Indian shoppers walk through a mall in New Delhi. CEBR has suggested that in the current fiscal, India’s growth is expected to be 6.8 per cent, despite rising key rates and falling global demand. - AFP file

India seems “unstoppable” in its momentum to become the third economic superpower and touch the $10 trillion mark by 2035, according to the Centre for Economics and Business Research (CEBR).

The British consultancy has predicted that India would remain one of the fastest-growing major economies for the next 14 years to emerge as the third-largest global economy from the current fifth spot.

Over the next five years, India’s annual rate of GDP growth is expected to average 6.4 per cent, after which growth is expected to average 6.5 per cent in the subsequent nine years, the consultancy said in its annual World Economic League Table.

The global economy surpassed $100 trillion for the first time in 2022 but will stall in 2023 as policymakers continue their fight against soaring prices. And by 2037, the world gross domestic product will double as developing economies will catch up with the richer ones, CEBR said.

The shifting balance of power will see the East Asia and Pacific region account for over a third of global output by 2037, while Europe’s share shrinks to less than a fifth. On the other hand, the global economy will face a recession in 2023 mainly due to rises in interest rates by the central banks to arrest higher inflation.

The consultancy has suggested that in the current fiscal, India’s growth is expected to be 6.8 per cent, despite rising key rates and falling global demand.

CEBR further said that India had an estimated PPP (purchasing power parity)-adjusted GDP per capita of $8,293 in 2022, categorising it as a lower middle-income country. PPP GDP is gross domestic product converted to international dollars using purchasing power parity rates.

The report noted that though agriculture employs a majority of India’s labour market, it is the services sector that drives the country’s economic activity.

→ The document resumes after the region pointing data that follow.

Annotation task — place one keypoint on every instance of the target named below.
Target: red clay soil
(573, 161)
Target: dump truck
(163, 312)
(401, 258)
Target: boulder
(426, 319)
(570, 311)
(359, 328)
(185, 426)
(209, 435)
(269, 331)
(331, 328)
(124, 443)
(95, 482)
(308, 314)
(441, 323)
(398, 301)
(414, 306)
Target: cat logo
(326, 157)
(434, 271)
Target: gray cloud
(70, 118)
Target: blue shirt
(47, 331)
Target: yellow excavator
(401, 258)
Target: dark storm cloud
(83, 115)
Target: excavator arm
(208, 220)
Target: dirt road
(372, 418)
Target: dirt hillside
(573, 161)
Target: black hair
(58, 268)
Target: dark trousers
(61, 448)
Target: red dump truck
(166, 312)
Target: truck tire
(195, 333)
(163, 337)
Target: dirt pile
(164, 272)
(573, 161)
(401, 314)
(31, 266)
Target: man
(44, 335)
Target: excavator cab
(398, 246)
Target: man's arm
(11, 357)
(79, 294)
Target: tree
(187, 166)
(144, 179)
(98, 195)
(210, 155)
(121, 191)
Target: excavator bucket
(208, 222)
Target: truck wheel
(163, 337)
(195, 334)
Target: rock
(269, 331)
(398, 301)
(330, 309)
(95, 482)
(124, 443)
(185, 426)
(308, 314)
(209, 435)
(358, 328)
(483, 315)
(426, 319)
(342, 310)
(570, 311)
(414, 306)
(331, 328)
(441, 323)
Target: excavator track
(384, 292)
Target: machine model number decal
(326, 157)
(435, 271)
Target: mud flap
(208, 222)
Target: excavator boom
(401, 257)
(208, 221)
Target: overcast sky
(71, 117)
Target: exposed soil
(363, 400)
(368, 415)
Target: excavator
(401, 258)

The Reserve Bank of India has cut its FY23 GDP growth rate forecast to 6.8 per cent from 7.0 per cent earlier. The RBI governor said that the Indian economy remains resilient and the country is seen as a bright spot in a gloomy world.

The International Monetary Fund has slashed India’s GDP growth projection for 2022-23 to 6.8 per cent from the earlier 7.4 per cent, citing the impact of a slowing global economy, stubborn inflation, rising interest rates, and Russia’s attack on Ukraine. “The outlook for India is for growth of 6.8 per cent in 2022 — a 0.6 percentage point downgrade since the July forecast, reflecting a weaker-than-expected outturn in the second quarter and more subdued external demand — and 6.1 per cent in 2023, with no change since July,” according to IMF’s World Economic Outlook.

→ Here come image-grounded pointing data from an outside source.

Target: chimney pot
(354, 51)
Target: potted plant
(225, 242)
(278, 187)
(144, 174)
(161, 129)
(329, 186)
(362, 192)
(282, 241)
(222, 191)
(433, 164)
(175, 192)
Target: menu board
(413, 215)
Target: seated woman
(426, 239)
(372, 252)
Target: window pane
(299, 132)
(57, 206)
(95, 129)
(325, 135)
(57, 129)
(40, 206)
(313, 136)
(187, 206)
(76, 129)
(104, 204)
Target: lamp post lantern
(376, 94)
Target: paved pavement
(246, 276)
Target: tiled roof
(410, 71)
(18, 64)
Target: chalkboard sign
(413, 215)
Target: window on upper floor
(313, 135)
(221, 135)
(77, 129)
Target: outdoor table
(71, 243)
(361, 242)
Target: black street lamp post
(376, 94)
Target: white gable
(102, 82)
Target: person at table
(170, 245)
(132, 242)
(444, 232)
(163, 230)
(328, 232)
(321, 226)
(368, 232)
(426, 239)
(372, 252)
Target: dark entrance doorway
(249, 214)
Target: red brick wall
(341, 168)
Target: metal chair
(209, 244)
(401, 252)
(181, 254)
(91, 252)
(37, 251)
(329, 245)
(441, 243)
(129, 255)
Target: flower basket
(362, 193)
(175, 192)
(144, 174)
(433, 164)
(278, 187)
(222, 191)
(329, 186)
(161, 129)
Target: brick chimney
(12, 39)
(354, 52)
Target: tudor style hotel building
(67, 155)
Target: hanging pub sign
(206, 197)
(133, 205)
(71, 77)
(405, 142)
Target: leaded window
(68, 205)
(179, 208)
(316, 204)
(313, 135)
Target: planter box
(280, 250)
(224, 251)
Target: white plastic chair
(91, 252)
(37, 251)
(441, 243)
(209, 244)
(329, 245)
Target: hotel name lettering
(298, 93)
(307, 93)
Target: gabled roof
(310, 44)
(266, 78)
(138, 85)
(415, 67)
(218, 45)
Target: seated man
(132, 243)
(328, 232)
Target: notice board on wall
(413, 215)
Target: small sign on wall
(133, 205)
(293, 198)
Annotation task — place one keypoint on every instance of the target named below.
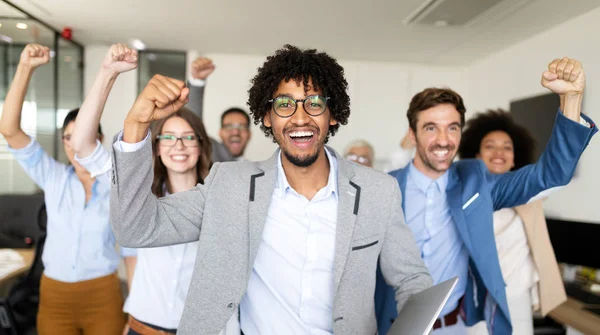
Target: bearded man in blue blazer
(449, 206)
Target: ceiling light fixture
(138, 44)
(5, 38)
(441, 23)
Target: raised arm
(118, 59)
(570, 136)
(202, 67)
(32, 56)
(138, 218)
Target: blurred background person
(527, 261)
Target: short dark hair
(292, 63)
(71, 116)
(497, 120)
(234, 110)
(431, 97)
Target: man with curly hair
(449, 205)
(291, 243)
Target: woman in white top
(526, 257)
(162, 276)
(181, 161)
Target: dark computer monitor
(537, 114)
(575, 242)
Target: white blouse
(516, 261)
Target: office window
(53, 87)
(167, 63)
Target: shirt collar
(423, 182)
(331, 187)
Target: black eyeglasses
(233, 126)
(285, 106)
(187, 140)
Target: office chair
(22, 302)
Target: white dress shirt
(290, 290)
(160, 284)
(291, 286)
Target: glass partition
(54, 87)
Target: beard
(431, 163)
(300, 161)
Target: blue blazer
(474, 194)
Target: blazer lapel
(454, 197)
(262, 186)
(348, 208)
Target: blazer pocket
(364, 246)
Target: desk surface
(28, 255)
(572, 314)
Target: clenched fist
(34, 55)
(120, 58)
(161, 97)
(202, 68)
(564, 77)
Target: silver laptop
(422, 309)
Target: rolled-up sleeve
(128, 252)
(98, 163)
(129, 147)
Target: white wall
(516, 72)
(379, 94)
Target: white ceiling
(348, 29)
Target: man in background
(235, 122)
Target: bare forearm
(88, 119)
(130, 263)
(570, 104)
(10, 123)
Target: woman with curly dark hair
(526, 257)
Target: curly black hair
(497, 120)
(292, 63)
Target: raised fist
(564, 76)
(35, 55)
(161, 97)
(120, 58)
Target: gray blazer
(227, 215)
(220, 153)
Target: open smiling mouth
(179, 158)
(302, 138)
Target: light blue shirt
(428, 216)
(80, 244)
(291, 286)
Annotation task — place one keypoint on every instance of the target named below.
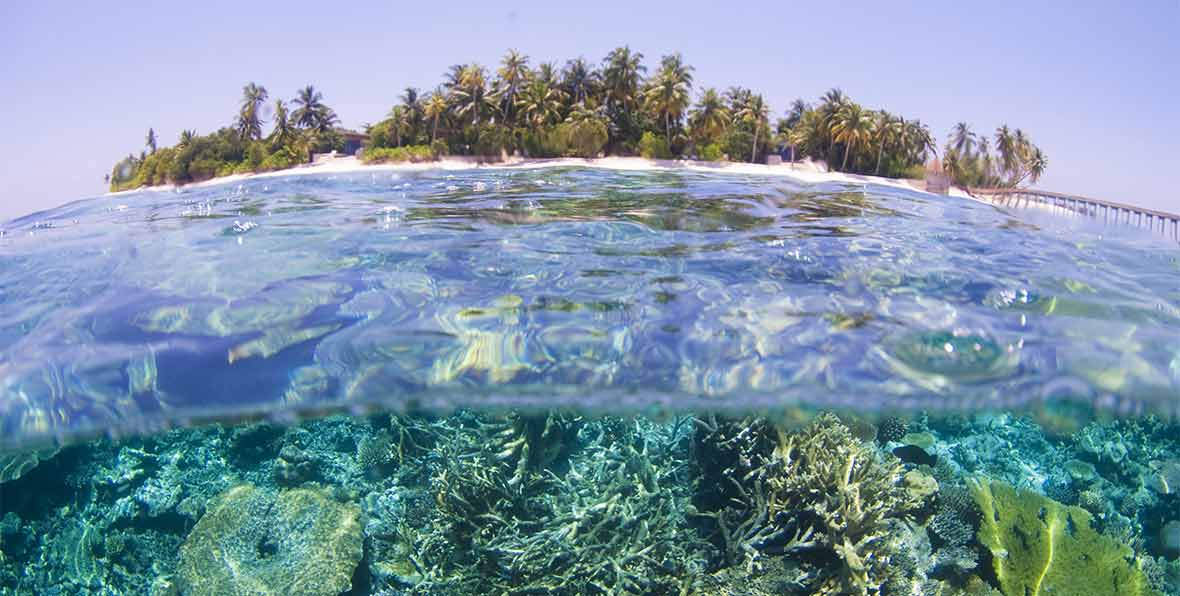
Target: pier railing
(1165, 223)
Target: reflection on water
(565, 287)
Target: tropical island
(582, 110)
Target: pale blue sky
(1094, 84)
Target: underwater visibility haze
(570, 380)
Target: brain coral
(255, 542)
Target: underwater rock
(915, 454)
(918, 439)
(14, 465)
(890, 430)
(1169, 538)
(919, 485)
(254, 542)
(1042, 548)
(1081, 471)
(294, 466)
(1164, 477)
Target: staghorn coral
(605, 513)
(254, 542)
(1041, 547)
(820, 496)
(891, 429)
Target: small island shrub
(736, 143)
(710, 152)
(413, 154)
(584, 138)
(654, 146)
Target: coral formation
(1041, 547)
(253, 542)
(558, 503)
(819, 492)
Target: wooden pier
(1158, 222)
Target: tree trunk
(753, 151)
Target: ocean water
(584, 381)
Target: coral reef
(558, 503)
(1042, 548)
(819, 493)
(253, 542)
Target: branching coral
(819, 493)
(603, 513)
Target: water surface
(568, 287)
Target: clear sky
(1094, 84)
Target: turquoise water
(571, 357)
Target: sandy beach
(802, 171)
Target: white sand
(804, 171)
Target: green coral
(1042, 548)
(253, 542)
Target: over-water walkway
(1158, 222)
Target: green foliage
(491, 139)
(281, 159)
(1042, 548)
(815, 491)
(544, 142)
(710, 152)
(735, 143)
(653, 146)
(583, 138)
(253, 542)
(414, 154)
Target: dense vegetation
(238, 149)
(587, 110)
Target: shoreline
(800, 171)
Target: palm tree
(511, 77)
(1009, 152)
(413, 104)
(399, 123)
(249, 124)
(963, 139)
(539, 104)
(852, 126)
(753, 110)
(621, 77)
(710, 116)
(579, 80)
(667, 95)
(795, 113)
(546, 72)
(1037, 164)
(471, 96)
(831, 104)
(889, 133)
(310, 110)
(436, 106)
(282, 132)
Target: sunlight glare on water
(566, 287)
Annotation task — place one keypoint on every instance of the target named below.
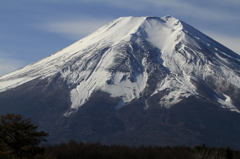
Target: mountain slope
(134, 69)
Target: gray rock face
(136, 80)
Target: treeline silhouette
(80, 150)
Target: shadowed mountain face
(136, 80)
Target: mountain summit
(127, 71)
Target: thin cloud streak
(75, 29)
(8, 64)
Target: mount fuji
(136, 80)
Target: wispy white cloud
(8, 64)
(75, 28)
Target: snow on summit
(124, 56)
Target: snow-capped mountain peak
(138, 58)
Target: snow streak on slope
(123, 58)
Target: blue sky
(33, 29)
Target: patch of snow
(227, 103)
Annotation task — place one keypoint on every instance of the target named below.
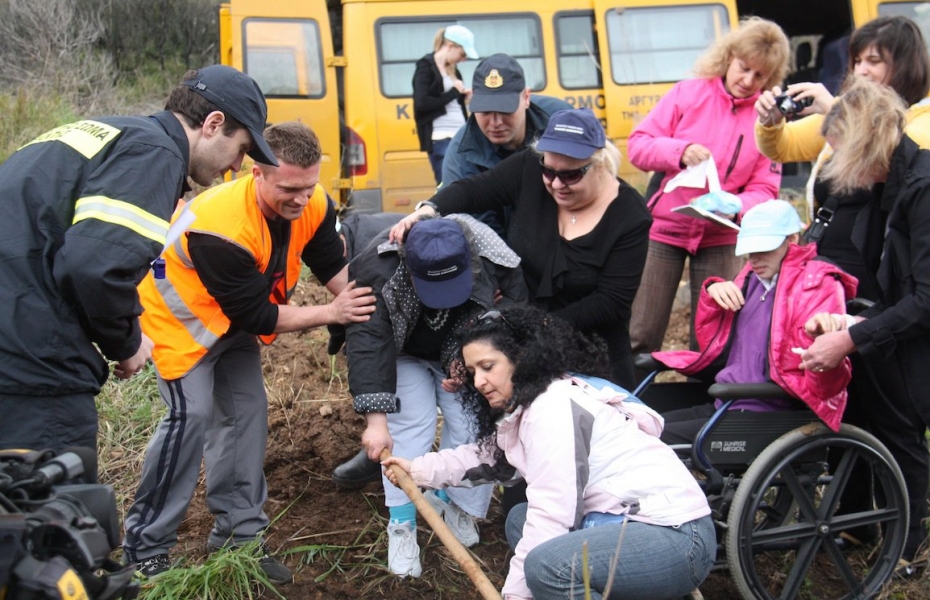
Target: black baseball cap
(574, 132)
(237, 95)
(497, 85)
(439, 260)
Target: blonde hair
(607, 158)
(756, 40)
(865, 125)
(438, 42)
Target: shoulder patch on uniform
(86, 137)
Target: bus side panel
(286, 46)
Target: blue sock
(404, 513)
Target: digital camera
(790, 106)
(56, 536)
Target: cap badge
(493, 80)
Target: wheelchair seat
(776, 483)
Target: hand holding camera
(789, 106)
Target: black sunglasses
(494, 316)
(567, 177)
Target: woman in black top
(439, 95)
(581, 232)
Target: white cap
(765, 226)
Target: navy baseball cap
(497, 85)
(238, 96)
(439, 260)
(574, 132)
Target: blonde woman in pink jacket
(710, 117)
(596, 473)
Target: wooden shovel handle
(455, 547)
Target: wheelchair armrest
(646, 362)
(738, 391)
(854, 306)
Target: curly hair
(902, 47)
(865, 124)
(757, 40)
(541, 347)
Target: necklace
(436, 321)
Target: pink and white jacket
(701, 111)
(625, 471)
(806, 286)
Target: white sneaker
(461, 523)
(403, 551)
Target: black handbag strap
(821, 220)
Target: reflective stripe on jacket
(180, 316)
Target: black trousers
(879, 403)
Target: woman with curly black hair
(596, 472)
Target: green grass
(225, 575)
(24, 114)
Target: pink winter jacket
(701, 111)
(806, 285)
(625, 470)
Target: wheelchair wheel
(783, 528)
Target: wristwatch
(423, 203)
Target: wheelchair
(775, 483)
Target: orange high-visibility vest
(180, 316)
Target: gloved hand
(720, 202)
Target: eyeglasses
(494, 316)
(567, 177)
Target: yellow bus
(355, 88)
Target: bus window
(284, 57)
(660, 44)
(576, 47)
(919, 12)
(402, 43)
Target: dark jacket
(589, 281)
(898, 327)
(372, 347)
(470, 152)
(429, 99)
(85, 210)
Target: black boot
(357, 472)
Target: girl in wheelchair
(757, 325)
(596, 474)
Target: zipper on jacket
(739, 144)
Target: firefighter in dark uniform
(85, 211)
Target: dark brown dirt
(333, 539)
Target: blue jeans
(437, 152)
(655, 562)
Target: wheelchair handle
(739, 391)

However, a World Bank report said India is projected to be one of the fastest-growing major economies. The slowdown in emerging economies could also position India as an attractive alternate investment destination. In its India Development Update, the Washington-based lender has upgraded the forecast for the Indian economy to 6.9 per cent from 6.5 per cent earlier in the current fiscal year, citing the economy’s relative resilience to external headwinds, and “a strong out-turn” in the second quarter of the current financial year.

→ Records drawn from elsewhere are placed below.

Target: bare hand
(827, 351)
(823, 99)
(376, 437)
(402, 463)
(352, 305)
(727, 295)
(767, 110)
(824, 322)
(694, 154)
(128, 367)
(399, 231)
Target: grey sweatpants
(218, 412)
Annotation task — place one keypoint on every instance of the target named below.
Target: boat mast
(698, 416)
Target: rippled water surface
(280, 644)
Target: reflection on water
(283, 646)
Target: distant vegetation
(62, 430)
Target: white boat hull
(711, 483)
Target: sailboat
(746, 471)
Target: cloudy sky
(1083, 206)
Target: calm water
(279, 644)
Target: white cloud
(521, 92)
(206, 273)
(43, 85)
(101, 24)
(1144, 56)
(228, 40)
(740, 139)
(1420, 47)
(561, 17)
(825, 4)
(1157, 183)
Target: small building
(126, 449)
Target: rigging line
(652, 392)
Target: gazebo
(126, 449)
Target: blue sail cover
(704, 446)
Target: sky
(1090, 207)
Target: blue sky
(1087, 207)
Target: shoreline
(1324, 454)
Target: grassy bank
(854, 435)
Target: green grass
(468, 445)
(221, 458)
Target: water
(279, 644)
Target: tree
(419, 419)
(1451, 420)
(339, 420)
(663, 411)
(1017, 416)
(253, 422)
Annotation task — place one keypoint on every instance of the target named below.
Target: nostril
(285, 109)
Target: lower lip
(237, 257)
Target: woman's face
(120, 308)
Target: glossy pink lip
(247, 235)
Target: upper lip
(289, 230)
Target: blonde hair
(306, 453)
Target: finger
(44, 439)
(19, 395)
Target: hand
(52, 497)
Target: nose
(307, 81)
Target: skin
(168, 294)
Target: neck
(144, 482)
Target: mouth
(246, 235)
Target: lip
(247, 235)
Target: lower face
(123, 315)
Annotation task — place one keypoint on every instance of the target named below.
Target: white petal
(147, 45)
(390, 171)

This revision in its FY23 GDP forecast comes two months after the Bank had cut India’s FY23 GDP forecast to 6.5 per cent from 7.5 per cent in an October update, which came in the wake of a series of growth downgrades by rating agencies, investment banks and other multilateral institutions.

The CEBR report said output growth is expected to ease in the fiscal year 2023-24, with an estimated growth of 5.8 per cent. Annual inflation in India has exceeded the target in 2022, at 6.9 per cent, thereby above the RBI’s tolerance band upper margin of 6.0 per cent, according to the report. The report also stated that inflation in India had been lower than in most other large economies as inflation in the country remains both closer to its target range, and to the previous decade’s average of 5.8 per cent than in many other countries. Moreover, much of India’s current inflation rate reflects higher food prices, an erratic item but one that also accounts for a larger share of the consumer basket than in any other G20 country, CEBR said in the report.

According to CEBR, higher borrowing costs will weigh on public debt, especially on top of expanded infrastructure spending and targeted fiscal measures. The report said government debt currently stands at 83.4 per cent of GDP, with a high fiscal deficit amounting to 9.9 per cent of GDP in 2022 and added that fiscal consolidation would eventually be necessary to ensure that debt levels do not destabilise the economy.